Si la historia de la humanidad siempre la han contado los mismos, en el territorio del mar y los piratas ha sido ya un desiderátum, sin posibilidad de cambiar hasta hace muy poco tiempo. Porque desde tiempos inmemoriales el binomio ha sido el mismo e incontrovertible: el mar es femenino, como un líquido amniótico donde viajan únicamente los hombres. Ellos se guían por la luna y las mareas, y casi siempre les ponían nombres femeninos a sus navíos y solían llevar una figura femenina en la proa. Es su territorio de caza, y para los piratas además tenía otro significado: era su territorio de independencia, el espacio de libertad donde se sentían sueltos de la sociedad, de la ley, de la consciencia. La mar, y no el mar, es ese sitio donde el pirata hacía su santa voluntad, más las islas y cuevas donde atracaban, esos sitios sin ley, ni orden, ni nada, donde la gente se arrastraba por el suelo con una jarra de ron en una mano y con la otra sacudía a otro; en fin, la idea que Hollywood ha metido en nuestro subconsciente. Total, que introducir en este binomio a las mujeres (piratas + mar) como una más de las ejecutoras del pillaje y el libertinaje resultaba ya no imposible, si no impensable. Además, entre los hombres se considera de mal fario llevar una mujer en un navío.
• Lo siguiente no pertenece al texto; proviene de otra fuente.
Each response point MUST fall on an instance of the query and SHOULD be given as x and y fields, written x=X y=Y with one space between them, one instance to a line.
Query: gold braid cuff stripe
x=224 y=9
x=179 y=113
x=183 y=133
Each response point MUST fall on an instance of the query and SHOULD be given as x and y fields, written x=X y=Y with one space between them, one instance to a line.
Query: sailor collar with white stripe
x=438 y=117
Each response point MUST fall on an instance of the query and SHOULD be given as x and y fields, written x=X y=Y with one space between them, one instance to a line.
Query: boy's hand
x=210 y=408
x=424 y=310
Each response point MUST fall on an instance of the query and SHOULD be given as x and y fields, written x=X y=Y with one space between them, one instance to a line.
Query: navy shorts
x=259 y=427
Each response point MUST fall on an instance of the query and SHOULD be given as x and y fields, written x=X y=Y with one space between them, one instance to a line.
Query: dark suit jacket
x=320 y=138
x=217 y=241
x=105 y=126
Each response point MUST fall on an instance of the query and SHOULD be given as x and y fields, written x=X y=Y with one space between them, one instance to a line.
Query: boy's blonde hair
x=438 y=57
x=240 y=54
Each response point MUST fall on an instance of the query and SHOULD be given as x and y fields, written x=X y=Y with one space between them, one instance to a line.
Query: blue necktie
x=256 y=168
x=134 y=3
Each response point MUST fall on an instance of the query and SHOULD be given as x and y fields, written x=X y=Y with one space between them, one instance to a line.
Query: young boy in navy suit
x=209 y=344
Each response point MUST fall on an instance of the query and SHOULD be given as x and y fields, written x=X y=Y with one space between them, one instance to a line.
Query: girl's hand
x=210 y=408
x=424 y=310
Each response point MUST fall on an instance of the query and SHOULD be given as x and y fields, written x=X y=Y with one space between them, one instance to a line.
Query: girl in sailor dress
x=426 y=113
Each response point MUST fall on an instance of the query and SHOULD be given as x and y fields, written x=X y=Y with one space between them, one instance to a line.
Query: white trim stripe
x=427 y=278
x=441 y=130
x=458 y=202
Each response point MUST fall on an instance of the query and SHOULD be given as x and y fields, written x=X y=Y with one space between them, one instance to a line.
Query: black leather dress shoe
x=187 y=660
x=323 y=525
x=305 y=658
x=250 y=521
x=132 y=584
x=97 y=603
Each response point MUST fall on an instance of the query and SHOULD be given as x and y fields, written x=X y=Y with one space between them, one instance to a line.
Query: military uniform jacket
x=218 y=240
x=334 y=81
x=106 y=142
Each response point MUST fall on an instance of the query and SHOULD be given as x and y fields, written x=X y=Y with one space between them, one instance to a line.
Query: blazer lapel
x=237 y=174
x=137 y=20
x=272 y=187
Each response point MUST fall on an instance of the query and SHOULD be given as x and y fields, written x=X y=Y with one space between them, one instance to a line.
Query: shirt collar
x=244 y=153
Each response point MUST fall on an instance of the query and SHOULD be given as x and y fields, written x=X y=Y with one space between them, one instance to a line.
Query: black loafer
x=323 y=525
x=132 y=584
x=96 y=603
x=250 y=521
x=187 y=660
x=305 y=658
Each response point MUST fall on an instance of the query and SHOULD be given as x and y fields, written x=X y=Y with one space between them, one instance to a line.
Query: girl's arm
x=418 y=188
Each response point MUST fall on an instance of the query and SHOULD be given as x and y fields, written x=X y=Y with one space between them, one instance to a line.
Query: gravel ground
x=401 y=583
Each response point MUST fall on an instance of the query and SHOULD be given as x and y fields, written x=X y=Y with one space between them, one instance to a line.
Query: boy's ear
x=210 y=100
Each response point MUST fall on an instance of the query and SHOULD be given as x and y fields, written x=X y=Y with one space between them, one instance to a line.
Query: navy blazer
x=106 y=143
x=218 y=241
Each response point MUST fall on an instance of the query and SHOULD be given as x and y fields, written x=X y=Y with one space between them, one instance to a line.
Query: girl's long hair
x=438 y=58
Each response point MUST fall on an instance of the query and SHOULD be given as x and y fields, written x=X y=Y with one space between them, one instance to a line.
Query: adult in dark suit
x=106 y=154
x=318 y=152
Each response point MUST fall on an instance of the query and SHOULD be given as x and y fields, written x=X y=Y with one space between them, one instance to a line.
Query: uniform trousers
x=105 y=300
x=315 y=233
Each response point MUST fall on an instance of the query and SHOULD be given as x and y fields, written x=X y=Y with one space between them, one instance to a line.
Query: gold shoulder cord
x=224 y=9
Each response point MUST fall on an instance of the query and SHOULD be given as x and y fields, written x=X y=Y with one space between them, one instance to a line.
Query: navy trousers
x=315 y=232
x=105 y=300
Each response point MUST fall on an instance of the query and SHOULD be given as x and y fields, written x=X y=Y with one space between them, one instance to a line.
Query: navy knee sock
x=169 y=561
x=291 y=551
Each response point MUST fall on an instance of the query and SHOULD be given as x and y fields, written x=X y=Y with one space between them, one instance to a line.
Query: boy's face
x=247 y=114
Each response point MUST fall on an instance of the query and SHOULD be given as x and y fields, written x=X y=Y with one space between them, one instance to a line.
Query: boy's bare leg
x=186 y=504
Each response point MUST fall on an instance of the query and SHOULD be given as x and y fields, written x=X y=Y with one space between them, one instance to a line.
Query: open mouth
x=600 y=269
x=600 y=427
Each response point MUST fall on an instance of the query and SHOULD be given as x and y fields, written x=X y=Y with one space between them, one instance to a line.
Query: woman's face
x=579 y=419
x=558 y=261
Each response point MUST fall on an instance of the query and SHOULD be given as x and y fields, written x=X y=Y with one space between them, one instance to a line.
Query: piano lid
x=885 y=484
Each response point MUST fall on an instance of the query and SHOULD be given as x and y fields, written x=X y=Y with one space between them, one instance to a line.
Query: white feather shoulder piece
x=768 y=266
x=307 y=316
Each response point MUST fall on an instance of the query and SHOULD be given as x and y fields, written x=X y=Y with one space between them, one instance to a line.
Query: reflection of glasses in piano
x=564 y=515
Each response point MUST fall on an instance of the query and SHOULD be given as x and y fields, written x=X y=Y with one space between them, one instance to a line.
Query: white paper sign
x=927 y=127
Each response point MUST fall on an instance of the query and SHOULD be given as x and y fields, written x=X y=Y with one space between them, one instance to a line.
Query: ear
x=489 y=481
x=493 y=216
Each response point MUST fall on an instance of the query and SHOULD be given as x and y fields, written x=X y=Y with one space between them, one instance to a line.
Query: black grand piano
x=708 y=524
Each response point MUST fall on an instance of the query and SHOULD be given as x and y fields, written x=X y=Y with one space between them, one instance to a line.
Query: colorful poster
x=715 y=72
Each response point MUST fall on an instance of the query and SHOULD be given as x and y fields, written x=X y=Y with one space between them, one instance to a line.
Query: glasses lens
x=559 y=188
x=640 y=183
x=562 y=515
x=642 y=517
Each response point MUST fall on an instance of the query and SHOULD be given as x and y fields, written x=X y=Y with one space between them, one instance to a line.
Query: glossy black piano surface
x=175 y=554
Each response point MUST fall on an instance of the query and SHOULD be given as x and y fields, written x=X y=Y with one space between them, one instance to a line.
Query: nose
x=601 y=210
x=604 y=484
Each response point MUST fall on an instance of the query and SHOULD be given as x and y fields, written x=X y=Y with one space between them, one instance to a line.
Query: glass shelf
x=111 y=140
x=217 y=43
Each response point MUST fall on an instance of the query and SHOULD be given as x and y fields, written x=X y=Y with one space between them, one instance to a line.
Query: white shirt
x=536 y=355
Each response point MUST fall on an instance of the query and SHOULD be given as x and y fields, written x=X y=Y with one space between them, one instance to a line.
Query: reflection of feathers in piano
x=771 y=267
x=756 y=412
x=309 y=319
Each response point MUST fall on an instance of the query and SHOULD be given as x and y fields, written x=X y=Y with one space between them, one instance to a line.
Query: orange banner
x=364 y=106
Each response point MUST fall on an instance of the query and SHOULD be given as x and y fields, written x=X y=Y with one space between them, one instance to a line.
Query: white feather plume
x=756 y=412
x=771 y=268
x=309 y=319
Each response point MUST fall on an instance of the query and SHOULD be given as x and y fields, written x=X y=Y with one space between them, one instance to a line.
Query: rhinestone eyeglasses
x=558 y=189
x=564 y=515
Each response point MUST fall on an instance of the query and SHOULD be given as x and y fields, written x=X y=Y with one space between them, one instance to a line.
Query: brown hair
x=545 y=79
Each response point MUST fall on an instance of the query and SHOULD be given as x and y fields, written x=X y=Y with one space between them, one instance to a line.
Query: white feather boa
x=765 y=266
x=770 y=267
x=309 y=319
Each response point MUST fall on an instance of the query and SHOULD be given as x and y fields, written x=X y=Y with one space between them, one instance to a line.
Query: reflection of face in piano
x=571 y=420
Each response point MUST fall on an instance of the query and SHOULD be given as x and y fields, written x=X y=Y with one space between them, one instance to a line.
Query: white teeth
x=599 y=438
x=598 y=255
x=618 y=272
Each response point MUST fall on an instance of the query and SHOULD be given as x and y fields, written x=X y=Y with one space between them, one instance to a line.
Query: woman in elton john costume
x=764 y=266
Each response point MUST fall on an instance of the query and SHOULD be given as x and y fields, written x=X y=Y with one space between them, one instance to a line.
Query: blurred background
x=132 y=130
Pues lo cierto es que, a pesar de la contumacia con que la historia silenció a las piratas femeninas, haberlas, haylas, y desde el principio. Y cuando digo el principio, me refiero a las sociedades previas a Jesucristo, a las que florecieron en el mar Mediterráneo cinco siglos antes. El trazado de las islas griegas, su pequeño tamaño, provocaba que los grandes navíos tuviesen problemas para transitar, y esto facilitó el surgimiento de una flota de piratas con barcos más pequeños para saquearlos. La idea que tenemos de los piratas es un poco distinta de la que fue en realidad.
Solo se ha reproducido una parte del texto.